Several studies indicate that disaster mortality is higher for women because of differences in vulnerability. For example, following the 2004 Asian Tsunami, Oxfam found that in many villages in Aceh, and in parts of India, females accounted for 70% of the dead. In the 1991 Bangladesh cyclone that killed 140,000 people, 90% were women and girls
There is a high incidence of mortality among mothers during disasters and an increase in infant mortality. There is a lack of access to essential services after disaster, especially Family planning and SRH services, which results in higher risks of mortality among pregnant women. • Women and girls are more sexually vulnerable in times of natural disasters as the protection they have from their partners and families is in disarray. Post disasters there is an increase in girls getting married at an early age, school drop out, sexual harassment, trafficking and prostitution, and more risk of transmission of SRH • Violence against women, both from intimate partners and unknown men, rise after disasters
As a result of the impacts of CC on natural resources and due to displacements as a result of disasters, there are increasing climate induced migrants and climate refugees often find themselves in unsafe circumstances where they are vulnerable to sexual harassment
Programs Underway • There are several programs underway globally and in the Asia-Pacific region that enable women to better adapt to CC. These programs are small in scale and scattered. None of them directly deal with issues of SRH but indirectly address some of the issues associated with CC that has an impact on women’s SRH.

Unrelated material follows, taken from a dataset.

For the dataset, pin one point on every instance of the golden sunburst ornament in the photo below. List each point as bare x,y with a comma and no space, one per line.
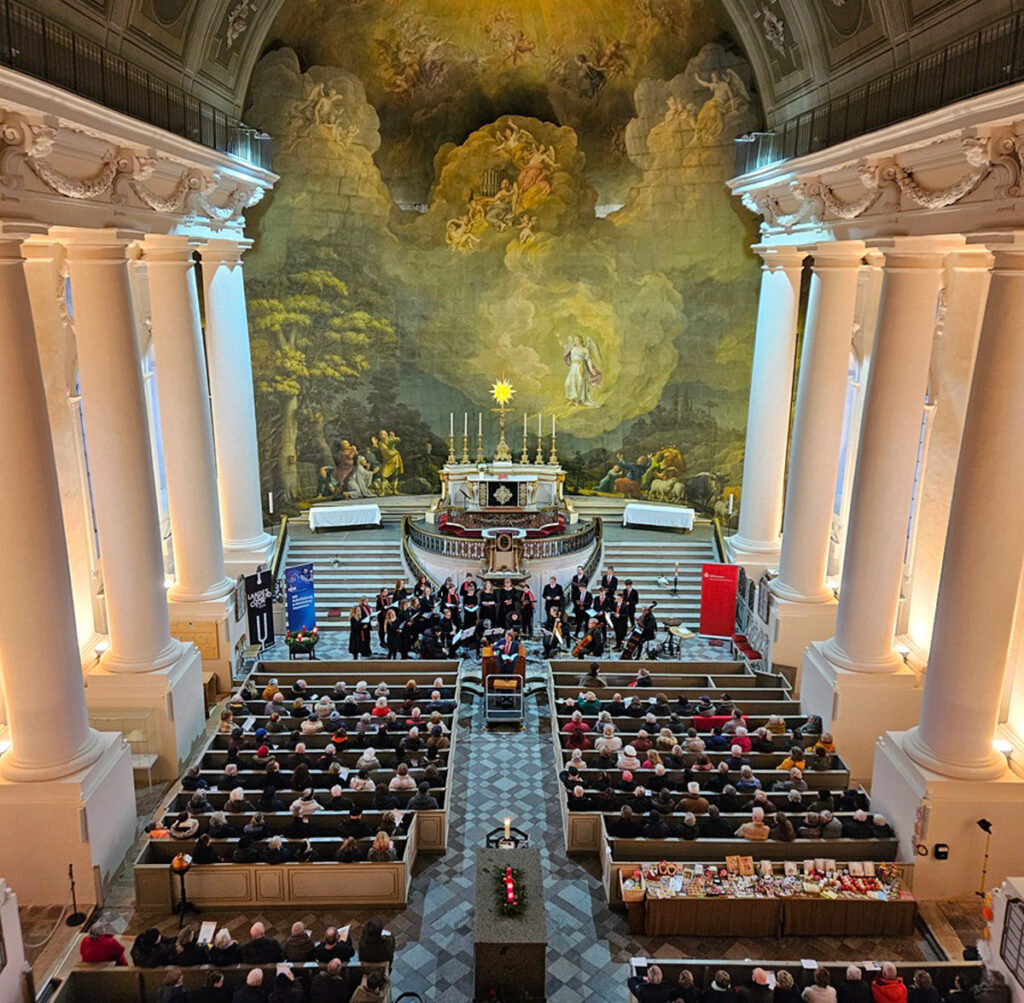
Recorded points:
503,391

Recommendations to promote and protect SRH in the context of Climate Change • Research: Develop the evidence base regarding both the direct and indirect linkages between CC and SRH
Recommendations • Incorporate issues of SRH in the National Plans of Action (NAPAS). The NAPAS should include greater access to rights-based family planning that prioritizes the welfare of poor communities affected by CC
Recommendations • Increase investment in Rights Based Family Planning Services • Family planning should be made more available to enable communities to adapt to the harmful effects of CC • Ensure that disaster relief resources, strategies, and tools include and address SRH
Recommendations • Identify the key policy, resource, and institutional gaps to ensure that issues of SRH and CC are a priority in the future • Support civil society interventions that empower women to hold governments accountable for the types of policies they develop and to ensure that mitigation and adaptation strategies address and include the SRH needs of women
Recommendations • Advocate for greater collaboration between development, environment, health and women’s organizations at national and international levels • Respond to gendered vulnerabilities and support women’s leadership in CC responses and CC adaptation strategies
Some further questions for discussions • What are other recommendations that we could collectively think about to ensure that there is greater attention to the SRH of women and girls in the literature and future policy advocacy to advance women’s rights in the CC arena?
Do you know of programs in the Asia Pacific Region that address issues of CC and SRH ?
Thank you and once again my sincere apologies for not being able to be here to learn from you.